Replying to both mails at once, sort of...
On 5/31/21 4:53 AM, Henri Verbeet wrote:
Yes, mostly what Matteo said.
On Fri, 28 May 2021 at 15:39, Matteo Bruni matteo.mystral@gmail.com wrote:
So this is, AFAIR, more or less what the staging patchset did. I don't think that we want to put the data in the command stream though.
It may not be too bad for deferred contexts, but for immediate contexts probably not, no.
Always copying the data from the user-provided source to some other storage is definitely the right choice: we don't want to block the application (more or less directly) to make sure that the data stays around until we need it. That's bad for performance for immediate contexts and just impossible for deferred, so not much to argue there. At the same time we also want to minimize the amount of copies. Ideally, for a GPU resource, here we'd upload the data right to the GPU (e.g. inside a persistently mapped buffer), ready to be used whenever it's time.
To clarify, when talking about uploading directly to the GPU, are you just referring to map() here, or update_sub_resource() as well?
Does it even make sense to use a persistently mapped GPU buffer for a resource mapped/updated by a deferred context? Obligatory disclaimer that I don't know anything about GPU-side performance, but obviously you can't reuse an earlier mapping for UpdateSubResource() or for DISCARD maps, and I'm failing to understand why an application would ever use NOOVERWRITE on a deferred context.
For a CPU resource instead we'd copy the data into its final place in sysmem (what will eventually become its "heap_memory"). We don't quite have the infrastructure for it at the moment but that would be the goal IMO. What you do in patch 2/2 is more along the lines of this idea. The sysmem allocation mechanism works okay for the time being and could be extended to handle other types of memory, e.g. it could eventually take charge of the vulkan allocator, making it generic and usable from GL too. I don't think it has to be managed by each deferred context (i.e. it should probably be per-device), although the current scheme has the advantage of not having to care about concurrency.
In a sense there is no "current scheme", i.e. deferred contexts are tracking which memory belongs to which resource because that *has* to be done per-context, but nobody's managing custom heaps. Unless I misunderstand what's meant here?
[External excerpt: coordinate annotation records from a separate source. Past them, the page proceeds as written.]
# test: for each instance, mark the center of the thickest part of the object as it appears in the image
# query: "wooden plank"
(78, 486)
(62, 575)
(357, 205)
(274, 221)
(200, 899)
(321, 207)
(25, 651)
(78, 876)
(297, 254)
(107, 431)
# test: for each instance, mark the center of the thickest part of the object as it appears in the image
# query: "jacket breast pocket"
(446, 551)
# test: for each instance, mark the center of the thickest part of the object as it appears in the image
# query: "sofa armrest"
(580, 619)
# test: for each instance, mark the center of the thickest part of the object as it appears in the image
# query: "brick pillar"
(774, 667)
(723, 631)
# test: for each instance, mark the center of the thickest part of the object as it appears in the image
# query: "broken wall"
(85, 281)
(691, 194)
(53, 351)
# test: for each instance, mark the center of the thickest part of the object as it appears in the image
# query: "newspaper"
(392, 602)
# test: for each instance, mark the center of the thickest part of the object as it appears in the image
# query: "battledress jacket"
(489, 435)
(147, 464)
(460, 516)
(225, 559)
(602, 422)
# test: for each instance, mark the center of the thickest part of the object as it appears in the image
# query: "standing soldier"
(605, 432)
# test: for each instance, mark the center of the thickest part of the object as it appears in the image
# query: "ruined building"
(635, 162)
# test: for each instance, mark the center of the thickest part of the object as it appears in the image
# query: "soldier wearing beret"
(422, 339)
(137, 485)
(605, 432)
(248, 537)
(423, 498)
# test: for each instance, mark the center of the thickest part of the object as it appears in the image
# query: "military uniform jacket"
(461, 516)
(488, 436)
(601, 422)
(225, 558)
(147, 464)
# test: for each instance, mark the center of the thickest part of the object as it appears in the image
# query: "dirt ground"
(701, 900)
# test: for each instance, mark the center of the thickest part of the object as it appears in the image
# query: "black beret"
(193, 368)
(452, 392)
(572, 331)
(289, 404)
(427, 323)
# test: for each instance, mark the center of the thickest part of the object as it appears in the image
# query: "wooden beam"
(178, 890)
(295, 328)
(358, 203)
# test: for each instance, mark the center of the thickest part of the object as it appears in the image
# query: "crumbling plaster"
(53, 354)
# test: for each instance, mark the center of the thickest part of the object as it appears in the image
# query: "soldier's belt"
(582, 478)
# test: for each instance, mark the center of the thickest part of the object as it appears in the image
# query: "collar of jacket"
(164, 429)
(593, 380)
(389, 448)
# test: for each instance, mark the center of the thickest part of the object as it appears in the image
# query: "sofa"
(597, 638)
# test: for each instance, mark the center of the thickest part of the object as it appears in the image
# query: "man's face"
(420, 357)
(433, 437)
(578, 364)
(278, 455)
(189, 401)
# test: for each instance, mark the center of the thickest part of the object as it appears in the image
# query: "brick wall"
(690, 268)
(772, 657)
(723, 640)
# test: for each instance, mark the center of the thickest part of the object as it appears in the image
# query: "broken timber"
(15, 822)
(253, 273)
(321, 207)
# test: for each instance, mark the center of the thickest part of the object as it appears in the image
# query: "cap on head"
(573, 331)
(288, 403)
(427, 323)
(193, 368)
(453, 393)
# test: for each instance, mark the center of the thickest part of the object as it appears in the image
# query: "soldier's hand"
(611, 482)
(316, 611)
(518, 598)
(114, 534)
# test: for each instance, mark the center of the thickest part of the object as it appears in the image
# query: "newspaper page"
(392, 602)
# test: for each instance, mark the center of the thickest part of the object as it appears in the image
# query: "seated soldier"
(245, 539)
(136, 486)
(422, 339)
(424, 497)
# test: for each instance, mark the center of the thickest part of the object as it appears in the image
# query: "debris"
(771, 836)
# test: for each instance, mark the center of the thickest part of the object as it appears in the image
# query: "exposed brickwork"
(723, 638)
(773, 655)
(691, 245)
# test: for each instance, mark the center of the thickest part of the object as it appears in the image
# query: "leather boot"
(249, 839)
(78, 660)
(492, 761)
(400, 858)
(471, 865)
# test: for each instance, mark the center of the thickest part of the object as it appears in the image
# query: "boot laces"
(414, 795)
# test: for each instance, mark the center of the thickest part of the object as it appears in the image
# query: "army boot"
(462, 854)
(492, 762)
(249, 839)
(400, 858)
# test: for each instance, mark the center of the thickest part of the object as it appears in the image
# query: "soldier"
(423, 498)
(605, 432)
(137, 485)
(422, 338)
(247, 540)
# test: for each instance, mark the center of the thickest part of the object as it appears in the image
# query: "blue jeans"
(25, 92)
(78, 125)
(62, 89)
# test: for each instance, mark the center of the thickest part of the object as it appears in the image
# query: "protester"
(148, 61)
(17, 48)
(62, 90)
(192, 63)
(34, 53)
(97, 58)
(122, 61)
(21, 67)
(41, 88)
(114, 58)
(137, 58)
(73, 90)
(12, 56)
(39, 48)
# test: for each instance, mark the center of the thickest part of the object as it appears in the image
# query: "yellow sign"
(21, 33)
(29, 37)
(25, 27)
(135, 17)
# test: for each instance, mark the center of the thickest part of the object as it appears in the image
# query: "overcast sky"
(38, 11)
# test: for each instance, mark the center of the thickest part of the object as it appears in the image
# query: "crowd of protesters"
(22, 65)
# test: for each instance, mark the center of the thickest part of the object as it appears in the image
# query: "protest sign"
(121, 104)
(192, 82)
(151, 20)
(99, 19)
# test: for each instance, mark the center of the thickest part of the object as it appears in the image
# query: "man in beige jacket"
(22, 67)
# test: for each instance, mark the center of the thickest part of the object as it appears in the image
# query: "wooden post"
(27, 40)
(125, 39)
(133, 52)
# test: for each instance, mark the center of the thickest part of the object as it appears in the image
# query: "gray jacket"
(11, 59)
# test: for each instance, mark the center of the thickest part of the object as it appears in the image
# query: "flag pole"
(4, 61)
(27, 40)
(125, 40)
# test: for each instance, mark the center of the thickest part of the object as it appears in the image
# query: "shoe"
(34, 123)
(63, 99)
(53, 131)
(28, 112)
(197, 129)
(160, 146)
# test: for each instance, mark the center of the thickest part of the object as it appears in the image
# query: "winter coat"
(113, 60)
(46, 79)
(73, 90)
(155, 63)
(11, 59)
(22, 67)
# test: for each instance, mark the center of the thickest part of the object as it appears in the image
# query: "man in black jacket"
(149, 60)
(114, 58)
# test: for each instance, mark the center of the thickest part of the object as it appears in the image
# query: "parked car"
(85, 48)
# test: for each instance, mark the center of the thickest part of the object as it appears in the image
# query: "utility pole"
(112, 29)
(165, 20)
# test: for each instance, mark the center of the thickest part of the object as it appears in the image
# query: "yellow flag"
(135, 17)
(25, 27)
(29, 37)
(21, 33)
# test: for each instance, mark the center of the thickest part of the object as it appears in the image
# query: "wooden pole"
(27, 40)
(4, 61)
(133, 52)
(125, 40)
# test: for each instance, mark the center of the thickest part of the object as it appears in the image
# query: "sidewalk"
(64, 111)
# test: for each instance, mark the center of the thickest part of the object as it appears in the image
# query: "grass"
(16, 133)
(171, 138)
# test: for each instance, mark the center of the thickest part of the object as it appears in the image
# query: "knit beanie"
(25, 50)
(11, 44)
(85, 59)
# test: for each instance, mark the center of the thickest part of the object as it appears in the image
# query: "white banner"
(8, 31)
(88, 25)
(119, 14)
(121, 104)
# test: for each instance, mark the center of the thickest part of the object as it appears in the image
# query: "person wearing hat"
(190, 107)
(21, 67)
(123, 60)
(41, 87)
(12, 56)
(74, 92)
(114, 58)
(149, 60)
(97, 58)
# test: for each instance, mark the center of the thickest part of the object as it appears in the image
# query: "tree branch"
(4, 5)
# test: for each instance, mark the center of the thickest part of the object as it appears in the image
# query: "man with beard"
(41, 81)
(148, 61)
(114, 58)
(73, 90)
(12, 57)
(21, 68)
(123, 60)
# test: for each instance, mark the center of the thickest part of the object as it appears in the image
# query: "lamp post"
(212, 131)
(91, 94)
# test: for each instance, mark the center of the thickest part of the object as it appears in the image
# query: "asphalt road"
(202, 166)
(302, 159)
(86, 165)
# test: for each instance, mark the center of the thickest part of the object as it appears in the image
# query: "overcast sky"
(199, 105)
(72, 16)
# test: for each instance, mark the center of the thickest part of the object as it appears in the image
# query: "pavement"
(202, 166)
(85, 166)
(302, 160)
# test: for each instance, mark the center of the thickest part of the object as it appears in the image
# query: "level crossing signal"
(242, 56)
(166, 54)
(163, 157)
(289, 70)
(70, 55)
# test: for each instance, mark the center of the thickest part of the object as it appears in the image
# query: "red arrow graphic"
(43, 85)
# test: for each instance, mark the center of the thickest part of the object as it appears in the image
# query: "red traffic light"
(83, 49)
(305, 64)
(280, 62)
So, at least in my view, I'd bring the allocator bits from patch 2/2 into patch 1/2 and use that for update_sub_resource, both the deferred and the immediate variants (the latter could be its own patch). You'd only need the DISCARD portion for update_sub_resource, so the rest can (and probably should) stay in the map() patch.
My (very rough) proposal for this would be to replace the "data" field in the wined3d_cs_update_sub_resource structure with a wined3d_bo_address, and then introduce something like the following:
static bool wined3d_device_context_get_upload_bo(struct
wined3d_device_context *context, struct wined3d_resource *resource, unsigned int sub_resource_idx, const struct wined3d_box *box, uint32_t flags, struct wined3d_bo_address *address, void **map_ptr) { ... }
This function strikes me as more than a little confusing, party because it seems to be returning two partially overlapping things, with mostly different usages...
i.e. I'd presume the idea is for wined3d_device_context_update_sub_resource() to retrieve this and then call something like wined3d_context_copy_bo_address() to copy from sysmem, which makes sense, but then what are we doing with map_ptr?
Or, if we use this in wined3d_device_context_map(), couldn't we just call wined3d_context_map_bo_address() on the returned wined3d_bo_address?
For deferred contexts you should then be able to do something (conceptually) very similar to patch 2/2, and in the end we may not even need map/unmap/update_sub_resource in the wined3d_device_context_ops structure.
We'd still presumably need an unmap, though, unless the idea above is to *always* allocate new (GPU or CPU) memory, which seems like a much bigger step.
Unless I'm misreading things, this also seems to imply that *_resource_sub_resource_map() shouldn't exist anymore, right?